Florian Boesch und das Lied als Trojaner in die Individualität
„Winterreise“, Lieder mit Franui, Händels „Saul“, der Graf in Mozarts „Figaro“: Florian Boesch ist Artist in Residence am Theater an der Wien und hat die Ära Roland Geyers mitgeprägt.
„Das Cello war nicht das Medium, um mich künstlerisch auszudrücken. Ich hab daher gedacht, dass ich eher in der bildenden Kunst zu Hause bin“, erzählt der Bariton Florian Boesch. Musik war für den Sohn des Kammersängers Christian Boesch und Enkel der Sopranistin Ruthilde Boesch immer präsent. Doch schwankte Florian Boesch in der Jugend zwischen Musik und Bildender Kunst, war im Gymnasium in der Bühnenspielgruppe, hat etwa in Goethes „Faust“ die Schulkollegen auch als Schauspieler beeindruckt. Cello spielte er bis zur Matura. Es folgten ein HTL-Kolleg und vier Jahre Produktdesign in der Klasse von Ron Arad an der Angewandten. Aber nach „vielen schönen und geschätzten Umwegen“ hat ihn die Musik doch noch eingeholt.

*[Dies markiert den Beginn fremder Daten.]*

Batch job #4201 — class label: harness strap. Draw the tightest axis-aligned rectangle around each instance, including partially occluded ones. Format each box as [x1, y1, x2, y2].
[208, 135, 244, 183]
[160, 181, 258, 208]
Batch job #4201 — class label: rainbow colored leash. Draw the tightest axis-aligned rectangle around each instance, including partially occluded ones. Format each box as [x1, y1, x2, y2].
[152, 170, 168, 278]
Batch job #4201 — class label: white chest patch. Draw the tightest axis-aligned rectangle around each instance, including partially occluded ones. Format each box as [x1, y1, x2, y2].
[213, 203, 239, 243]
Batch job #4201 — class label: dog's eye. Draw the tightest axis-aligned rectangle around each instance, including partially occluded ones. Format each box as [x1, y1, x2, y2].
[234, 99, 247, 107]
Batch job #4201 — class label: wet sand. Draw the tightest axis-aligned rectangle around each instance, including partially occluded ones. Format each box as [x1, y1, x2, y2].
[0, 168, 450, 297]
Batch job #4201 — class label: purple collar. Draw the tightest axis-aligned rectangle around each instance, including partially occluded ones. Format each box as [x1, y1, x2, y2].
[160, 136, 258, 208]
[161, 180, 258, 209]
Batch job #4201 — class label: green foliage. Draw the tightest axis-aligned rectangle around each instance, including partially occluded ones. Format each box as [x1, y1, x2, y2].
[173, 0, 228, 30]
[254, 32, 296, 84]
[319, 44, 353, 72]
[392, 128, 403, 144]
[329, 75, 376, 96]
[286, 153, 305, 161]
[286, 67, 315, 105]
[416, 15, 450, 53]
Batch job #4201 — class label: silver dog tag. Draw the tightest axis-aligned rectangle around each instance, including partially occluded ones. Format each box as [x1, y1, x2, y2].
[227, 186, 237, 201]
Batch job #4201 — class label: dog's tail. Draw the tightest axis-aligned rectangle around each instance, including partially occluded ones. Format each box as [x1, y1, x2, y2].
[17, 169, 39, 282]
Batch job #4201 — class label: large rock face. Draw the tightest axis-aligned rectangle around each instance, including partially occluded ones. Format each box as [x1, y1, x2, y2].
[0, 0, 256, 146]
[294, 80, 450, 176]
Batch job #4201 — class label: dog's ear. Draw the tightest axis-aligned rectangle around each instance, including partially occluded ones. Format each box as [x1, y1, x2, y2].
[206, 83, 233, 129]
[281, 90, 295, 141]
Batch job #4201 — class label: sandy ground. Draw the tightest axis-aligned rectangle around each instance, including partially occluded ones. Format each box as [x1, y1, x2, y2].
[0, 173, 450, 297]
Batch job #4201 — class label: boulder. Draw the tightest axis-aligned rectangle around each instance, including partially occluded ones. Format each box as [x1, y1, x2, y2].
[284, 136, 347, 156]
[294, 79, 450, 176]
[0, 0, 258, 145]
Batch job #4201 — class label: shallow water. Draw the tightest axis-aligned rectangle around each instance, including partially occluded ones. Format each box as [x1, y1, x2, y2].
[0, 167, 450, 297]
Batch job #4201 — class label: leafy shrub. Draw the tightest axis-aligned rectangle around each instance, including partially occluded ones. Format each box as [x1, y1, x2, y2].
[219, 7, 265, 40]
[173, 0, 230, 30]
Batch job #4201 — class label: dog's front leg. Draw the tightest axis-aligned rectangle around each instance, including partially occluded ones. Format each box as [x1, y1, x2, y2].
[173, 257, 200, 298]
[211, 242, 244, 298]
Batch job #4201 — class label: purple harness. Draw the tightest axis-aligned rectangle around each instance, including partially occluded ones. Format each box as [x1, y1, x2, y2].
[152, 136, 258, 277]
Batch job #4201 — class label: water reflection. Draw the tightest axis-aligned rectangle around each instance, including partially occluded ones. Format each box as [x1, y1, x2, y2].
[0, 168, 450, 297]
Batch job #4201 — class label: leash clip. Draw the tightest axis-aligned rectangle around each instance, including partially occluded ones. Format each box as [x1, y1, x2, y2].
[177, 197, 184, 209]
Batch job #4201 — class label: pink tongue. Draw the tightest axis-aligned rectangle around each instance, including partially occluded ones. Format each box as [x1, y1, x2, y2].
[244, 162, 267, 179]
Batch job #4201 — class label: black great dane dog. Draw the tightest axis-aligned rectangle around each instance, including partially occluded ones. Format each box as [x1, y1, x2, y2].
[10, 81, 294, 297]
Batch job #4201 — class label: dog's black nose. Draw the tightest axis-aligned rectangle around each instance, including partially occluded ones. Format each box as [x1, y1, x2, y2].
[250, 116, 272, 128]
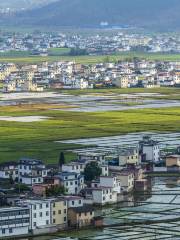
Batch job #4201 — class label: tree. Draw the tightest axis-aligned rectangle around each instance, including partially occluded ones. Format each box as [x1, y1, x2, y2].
[84, 162, 102, 181]
[59, 152, 65, 167]
[46, 185, 65, 197]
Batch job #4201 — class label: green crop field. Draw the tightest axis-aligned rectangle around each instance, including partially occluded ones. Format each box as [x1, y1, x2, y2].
[0, 52, 180, 64]
[0, 105, 180, 163]
[48, 48, 70, 56]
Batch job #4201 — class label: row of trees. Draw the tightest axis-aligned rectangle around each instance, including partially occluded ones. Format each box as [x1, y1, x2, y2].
[59, 152, 102, 182]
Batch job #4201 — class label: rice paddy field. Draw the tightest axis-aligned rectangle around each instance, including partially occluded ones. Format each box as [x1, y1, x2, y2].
[0, 49, 180, 64]
[30, 177, 180, 240]
[0, 89, 180, 163]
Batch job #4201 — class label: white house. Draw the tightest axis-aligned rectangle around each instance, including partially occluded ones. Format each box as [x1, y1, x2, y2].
[99, 176, 121, 193]
[100, 165, 109, 176]
[55, 172, 84, 194]
[139, 136, 160, 163]
[18, 158, 48, 185]
[81, 187, 118, 205]
[110, 168, 135, 192]
[0, 162, 18, 180]
[20, 199, 51, 232]
[63, 196, 84, 208]
[0, 207, 30, 239]
[62, 162, 86, 173]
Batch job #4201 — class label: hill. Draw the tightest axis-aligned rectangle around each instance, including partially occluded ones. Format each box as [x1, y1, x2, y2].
[0, 0, 55, 10]
[4, 0, 180, 30]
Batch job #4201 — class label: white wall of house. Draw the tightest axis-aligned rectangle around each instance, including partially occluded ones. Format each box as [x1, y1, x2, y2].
[100, 176, 121, 193]
[62, 163, 85, 173]
[143, 145, 160, 162]
[65, 196, 84, 208]
[117, 174, 134, 192]
[92, 188, 117, 205]
[26, 200, 51, 230]
[0, 207, 30, 239]
[19, 176, 43, 185]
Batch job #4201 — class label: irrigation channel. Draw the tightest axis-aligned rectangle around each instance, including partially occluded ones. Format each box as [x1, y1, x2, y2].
[26, 177, 180, 240]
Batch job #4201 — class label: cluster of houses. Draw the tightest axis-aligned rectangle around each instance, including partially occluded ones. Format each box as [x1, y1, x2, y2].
[0, 59, 180, 92]
[0, 136, 177, 238]
[0, 30, 180, 56]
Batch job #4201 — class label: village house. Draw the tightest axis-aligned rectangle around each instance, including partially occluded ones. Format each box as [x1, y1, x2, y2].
[18, 158, 48, 185]
[0, 206, 30, 239]
[0, 162, 18, 180]
[50, 198, 68, 229]
[166, 154, 180, 172]
[55, 172, 84, 194]
[68, 206, 94, 228]
[19, 199, 51, 234]
[139, 136, 160, 163]
[118, 147, 139, 166]
[62, 162, 86, 174]
[109, 166, 135, 192]
[62, 196, 84, 208]
[81, 176, 121, 205]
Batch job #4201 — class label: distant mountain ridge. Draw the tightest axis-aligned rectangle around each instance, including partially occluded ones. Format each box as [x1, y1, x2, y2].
[6, 0, 180, 30]
[0, 0, 55, 10]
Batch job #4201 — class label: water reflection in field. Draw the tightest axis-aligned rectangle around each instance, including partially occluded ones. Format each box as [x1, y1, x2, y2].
[27, 177, 180, 240]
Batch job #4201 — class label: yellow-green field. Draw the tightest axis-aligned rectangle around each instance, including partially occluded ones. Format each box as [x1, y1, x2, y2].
[0, 101, 180, 163]
[0, 52, 180, 64]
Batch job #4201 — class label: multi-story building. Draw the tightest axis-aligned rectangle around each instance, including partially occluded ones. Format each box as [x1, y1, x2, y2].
[62, 162, 86, 174]
[19, 199, 51, 233]
[55, 172, 84, 194]
[68, 206, 94, 228]
[50, 198, 68, 229]
[18, 158, 48, 185]
[0, 207, 30, 239]
[139, 136, 160, 163]
[118, 147, 139, 166]
[0, 162, 18, 180]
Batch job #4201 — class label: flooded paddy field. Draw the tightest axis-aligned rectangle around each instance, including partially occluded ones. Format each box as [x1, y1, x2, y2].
[27, 177, 180, 240]
[0, 92, 180, 112]
[59, 132, 180, 153]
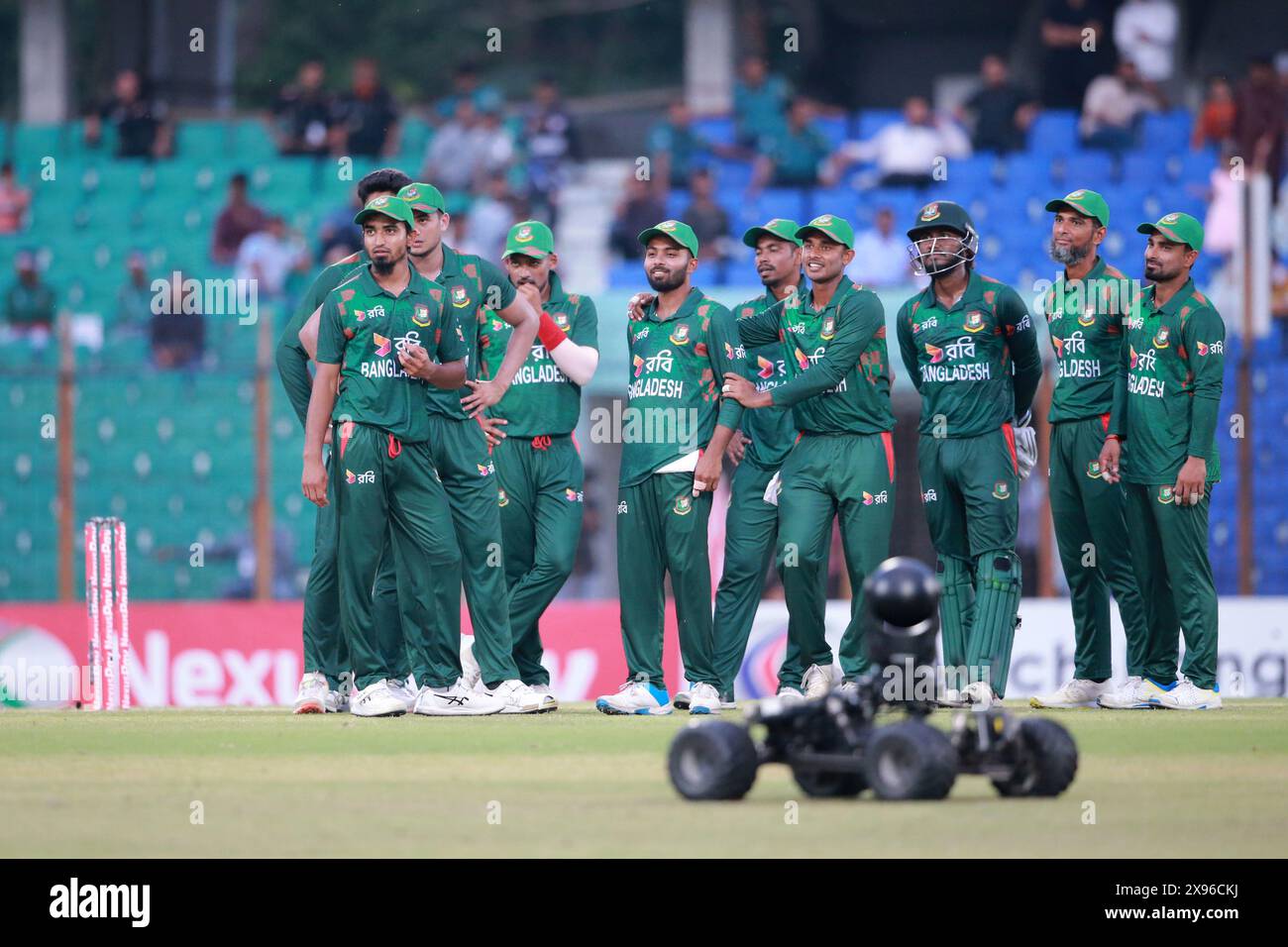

Erst mit 27 auf Musik-Uni gewechselt
Zum Spaß vergatterte ihn seine Großmutter zum Gesang. „Da sind dann die Kategorien zusammengekommen“, erzählt er und bemüht Nikolaus Harnoncourts Ausspruch vom „klingenden Wort“, das „in seiner unerreichten Mächtigkeit im Zugriff auf die menschliche Seele zu stark geworden ist. Ich bin dann spät, mit 27, auf die Musik-Uni gewechselt.“
Es folgte ein Kurzstudium, 2000 das Debüt im Musikverein: „Ich bin in erster Linie Konzert- und Liedsänger. Damit ernähre ich meine Kinder“, sagt Boesch, der inzwischen selbst an der Universität für Musik lehrt. Dies beweist er bei geplanten Auftritten im Theater an der Wien: mit Schuberts „Winterreise“, szenisch im Jänner, und „Himmelerde“, einem Liederabend als Maskenmusiktheater, begleitet von der Musicbanda Franui, im Februar.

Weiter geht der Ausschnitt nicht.